En el año 1980
Érase una vez, hace muchos,
muchísimos años, un pueblecito pequeño en el que vivían un anciano de blancas
barbas y su nieto. Llevaban una vida como los demás, sencilla y sin sobresaltos.
Todas las noches se sentaban
alrededor del fuego y el abuelo narraba unas historias que hacían las delicias
del pequeño. Una de aquellas noches, el abuelo le explicó el por qué de los
eclipses.
Según los científicos –decía-,
unos hombres a los que todo el mundo puede entender, se producen al
interponerse la tierra entre el sol y la luna o la luna entre el sol y la
tierra, oscureciéndose, bien la luna o la tierra. Pero ellos saben que para
todo hay dos explicaciones. Lo que te voy a contar muy pocos lo conocen.
Escucha.
Habitaba en este paraíso la diosa
Rada y los dioses Krisna y Pan, entre otros.
Rada ocultaba su belleza con un
velo tejido por las ninfas que le servían y Krisna estaba enamorado de ella. Nadie
conocía el rostro de Rada, pues el velo que lo cubría solo mostraba sus
expresivos ojos.
Pan también la pretendía y quería llevársela
con él a otro lugar para que nadie pudiese contemplarla.

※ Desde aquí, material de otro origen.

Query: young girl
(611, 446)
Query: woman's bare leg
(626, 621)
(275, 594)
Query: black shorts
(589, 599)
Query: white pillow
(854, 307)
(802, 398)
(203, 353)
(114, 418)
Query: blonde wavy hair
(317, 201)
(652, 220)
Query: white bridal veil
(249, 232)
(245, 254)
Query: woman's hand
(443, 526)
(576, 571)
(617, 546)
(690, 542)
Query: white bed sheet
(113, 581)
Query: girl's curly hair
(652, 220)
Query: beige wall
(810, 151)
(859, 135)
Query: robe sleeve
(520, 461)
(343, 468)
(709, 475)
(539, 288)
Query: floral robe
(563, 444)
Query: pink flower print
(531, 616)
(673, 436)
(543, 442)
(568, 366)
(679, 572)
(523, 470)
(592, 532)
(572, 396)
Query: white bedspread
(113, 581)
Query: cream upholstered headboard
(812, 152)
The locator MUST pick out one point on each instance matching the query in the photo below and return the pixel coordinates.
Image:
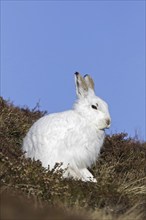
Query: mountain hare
(74, 137)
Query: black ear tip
(86, 75)
(76, 73)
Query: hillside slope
(120, 191)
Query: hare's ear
(81, 86)
(90, 83)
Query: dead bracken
(120, 191)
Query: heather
(28, 191)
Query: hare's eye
(94, 107)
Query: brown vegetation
(28, 191)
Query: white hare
(72, 138)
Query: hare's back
(56, 123)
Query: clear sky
(44, 42)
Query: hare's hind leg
(87, 176)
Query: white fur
(73, 137)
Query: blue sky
(44, 42)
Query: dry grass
(119, 194)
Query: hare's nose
(108, 121)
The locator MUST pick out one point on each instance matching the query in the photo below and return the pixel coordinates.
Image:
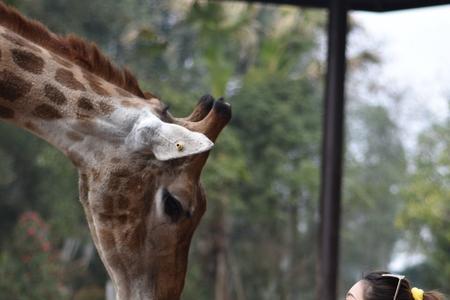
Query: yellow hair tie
(417, 293)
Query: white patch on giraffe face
(165, 140)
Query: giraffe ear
(165, 140)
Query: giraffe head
(143, 198)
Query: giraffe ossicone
(139, 167)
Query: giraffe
(138, 166)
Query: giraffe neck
(60, 101)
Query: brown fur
(73, 48)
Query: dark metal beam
(332, 152)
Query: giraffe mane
(82, 53)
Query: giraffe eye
(172, 207)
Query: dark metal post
(332, 152)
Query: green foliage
(30, 267)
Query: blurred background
(258, 237)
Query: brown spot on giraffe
(95, 84)
(115, 160)
(99, 156)
(73, 136)
(84, 187)
(134, 183)
(47, 112)
(122, 202)
(123, 93)
(66, 78)
(54, 95)
(106, 236)
(114, 183)
(18, 41)
(32, 127)
(76, 158)
(85, 103)
(28, 61)
(12, 86)
(106, 108)
(62, 61)
(6, 113)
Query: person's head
(386, 286)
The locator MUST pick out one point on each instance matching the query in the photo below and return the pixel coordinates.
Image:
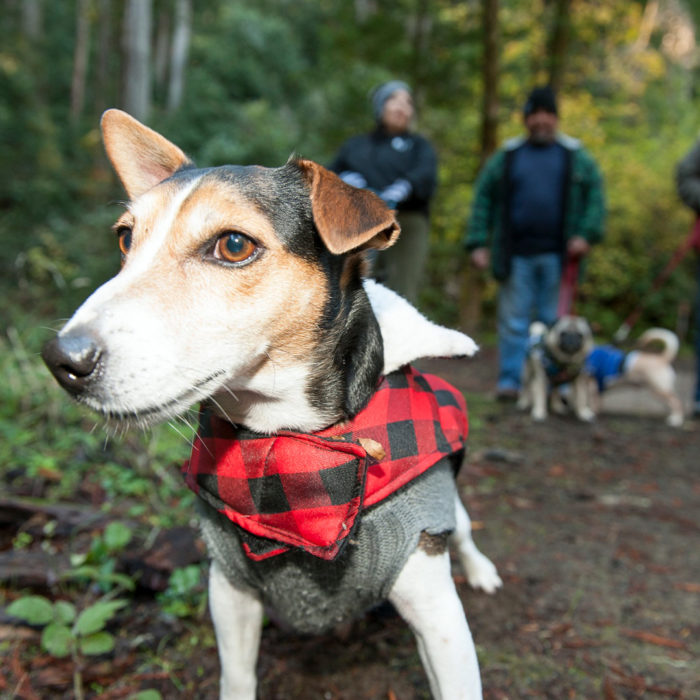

Krisna y Rada paseaban felices
todos los días por aquel bellísimo espacio del que la tristeza estaba
desterrada. Pan, desde lejos, los contemplaba con envidia, hasta que una noche
decidió raptar a Rada y marchar con ella al fin del mundo. Se acercó silencioso
al lecho de la diosa y con suavidad, para no despertarla, la tomó en sus brazos,
montando en el caballo alado que se perdió con ellos en el cielo.
Pan no se dio cuenta de que el
aire hizo caer el velo del rostro de Rada, quedando prendido en el desmayo que
crecía junto a la orilla del manantial.
Cuando Krisna despertó y fue a
buscar a su amada, encontró el lecho vacío. Pensó que habría salido a pasear.
Buscó por todos los rincones del paraíso sin encontrarla, hasta que comprendió
qué había sucedido. Entonces se llenó su corazón de tristeza y no cesaba de
pronunciar su nombre.
Al pasar junto al desmayo, vio
que algo había quedado prendido en sus ramas. Era un velo. En él había un
rostro dibujado, el rostro más bello que los dioses hubiesen visto jamás.
Volvió la alegría a su corazón sintiendo que algo hermoso le estaba reservado.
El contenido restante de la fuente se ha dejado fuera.